Все громко захохотали, так это было неожиданно, а Сергей Львович, также принимавший участие в этой игре, почувствовав неприятный намек, недовольно сжал губы и сморщил свой узенький нос.
— Это что же такое? — спросил он. — Целая фраза. Как же кончать?
Ольга Сергеевна, всегда очень тихая, громко, сердито сказала:
— Ты просто, Лев, глуп, и я запретила тебе над этим шутить.
Пушкин почувствовал легкий скандальчик и невинно спросил:
— Над чем же над этим?
— Да над икрой! — досадливо и не подумав, пояснила сестра.
— Окончательно не понимаю, — уже вовсе сердито сказал Сергей Львович и встал.
Евпраксия, сидя с платком, томилась от смеха и махала руками:
— Не по закону! Неправда! Как тут кончать?
Тогда Левушка встал и спокойно все разъяснил:
— А очень просто, Зизи. Черная и кра-сная смородина! А вы не сумели докончить, и вы проиграли!
Эффект был большой, и сам Сергей Львович не мог не рассмеяться обычным своим тоненьким смехом.
— Глупо, но остроумно, — издали вымолвил он.
Ужинать гости не захотели и скоро уехали. Ольга ушла к себе, немного подварчивая. Братья остались одни на крыльце. Из комнат до них долетали отдельные фразы.
— Я не знаю, что делать, — говорил Сергей Львович, все более и более раздражаясь. — Это не Лев. Лев — просто ребенок. Я тебе говорю, что это все Александровы штучки. Это его наущенье, дурное влияние. Глупые шутки! При посторонних!
— Ну, Левушка просто сострил, он и сам это может, — вступилась Надежда Осиповна.
— Да, острота не плоха, — подтвердил Сергей Львович, — но в ней был и яд. А Лев не способен на яд. Ты понимаешь ли это: дело не в остроте, а в пропаганде!
— Какой?
— Глумленье над старшими. Непочтенье к родителям. Вот, вот к чему ведет афеизм!

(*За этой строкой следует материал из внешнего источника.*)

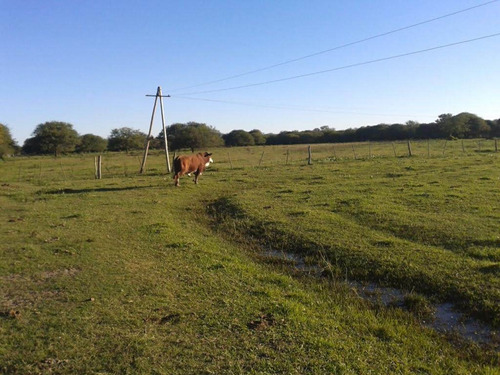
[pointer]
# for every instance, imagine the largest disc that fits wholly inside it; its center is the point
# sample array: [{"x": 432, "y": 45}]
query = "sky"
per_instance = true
[{"x": 269, "y": 65}]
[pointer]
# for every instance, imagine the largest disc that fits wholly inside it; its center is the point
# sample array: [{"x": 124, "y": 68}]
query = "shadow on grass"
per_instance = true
[{"x": 97, "y": 190}]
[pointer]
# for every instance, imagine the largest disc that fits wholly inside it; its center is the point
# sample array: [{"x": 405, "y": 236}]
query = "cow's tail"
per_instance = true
[{"x": 177, "y": 166}]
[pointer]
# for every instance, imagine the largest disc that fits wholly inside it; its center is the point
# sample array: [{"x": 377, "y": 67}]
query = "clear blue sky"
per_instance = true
[{"x": 91, "y": 63}]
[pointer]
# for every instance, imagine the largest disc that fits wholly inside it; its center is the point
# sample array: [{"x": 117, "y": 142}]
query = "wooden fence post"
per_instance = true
[
  {"x": 98, "y": 163},
  {"x": 262, "y": 157}
]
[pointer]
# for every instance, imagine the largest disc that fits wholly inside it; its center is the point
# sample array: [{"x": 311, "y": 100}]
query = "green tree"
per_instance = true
[
  {"x": 258, "y": 137},
  {"x": 91, "y": 143},
  {"x": 239, "y": 138},
  {"x": 192, "y": 135},
  {"x": 7, "y": 144},
  {"x": 126, "y": 139},
  {"x": 53, "y": 137}
]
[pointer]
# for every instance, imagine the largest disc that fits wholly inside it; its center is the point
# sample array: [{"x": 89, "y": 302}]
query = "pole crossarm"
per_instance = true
[{"x": 146, "y": 148}]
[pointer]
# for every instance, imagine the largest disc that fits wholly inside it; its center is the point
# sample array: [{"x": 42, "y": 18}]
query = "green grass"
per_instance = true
[{"x": 130, "y": 275}]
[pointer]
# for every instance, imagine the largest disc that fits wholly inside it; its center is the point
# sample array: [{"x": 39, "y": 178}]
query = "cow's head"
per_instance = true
[{"x": 210, "y": 160}]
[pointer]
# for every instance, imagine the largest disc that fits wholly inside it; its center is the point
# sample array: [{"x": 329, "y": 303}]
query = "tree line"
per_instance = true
[{"x": 57, "y": 138}]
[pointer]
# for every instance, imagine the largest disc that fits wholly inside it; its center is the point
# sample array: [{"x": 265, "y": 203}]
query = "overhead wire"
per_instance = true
[
  {"x": 346, "y": 66},
  {"x": 338, "y": 47},
  {"x": 288, "y": 107}
]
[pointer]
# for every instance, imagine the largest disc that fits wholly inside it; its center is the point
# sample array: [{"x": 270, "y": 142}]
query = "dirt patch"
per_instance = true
[{"x": 263, "y": 322}]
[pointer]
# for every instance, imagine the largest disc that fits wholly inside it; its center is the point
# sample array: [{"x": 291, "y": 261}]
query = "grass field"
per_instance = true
[{"x": 128, "y": 274}]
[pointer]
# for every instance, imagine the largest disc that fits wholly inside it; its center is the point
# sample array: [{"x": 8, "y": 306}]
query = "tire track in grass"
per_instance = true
[{"x": 375, "y": 257}]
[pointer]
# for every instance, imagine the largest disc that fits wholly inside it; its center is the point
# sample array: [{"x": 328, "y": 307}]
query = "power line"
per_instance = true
[
  {"x": 347, "y": 66},
  {"x": 339, "y": 47},
  {"x": 291, "y": 107}
]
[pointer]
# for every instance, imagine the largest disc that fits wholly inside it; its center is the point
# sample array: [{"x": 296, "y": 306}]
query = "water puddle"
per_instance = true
[{"x": 445, "y": 318}]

Лев было, слушая, крякнул, но Александр был серьезен.
— Ты слышишь? — спросил он настороженно.
— А… болтовня! Стоит ли обращать внимание!
Но Сергей Львович не унимался:
— В собственном доме… собственные дети… Этот медленный яд афеизма! Ты знаешь, что Ольга перестала креститься перед едой? Ты не заметила этого?
— И я иногда забываю, — спокойно ответила Надежда Осиповна.
— Ты — это дело другое… Так вот. Дело совсем не в политике! Я никогда с ним не говорил о политике; вы знаете, что я не придаю значения политике поэтов, и мой упрек состоит в том, что он недостаточно уважает религию.
Лев почувствовал, что брат его вздрогнул.
— Что с тобой, Александр?
— Это цитата! Я получил письмо от Раевского. И там — слово в слово! Пусти меня… Нет, я должен сейчас же сказать… Он читал мои письма!
Дрожь охватила Пушкина, и в рассеянном свете, шедшем от окон, было явственно видно, как у него разгорались глаза. Лев, проклиная себя и свою остроту, едва его удержал.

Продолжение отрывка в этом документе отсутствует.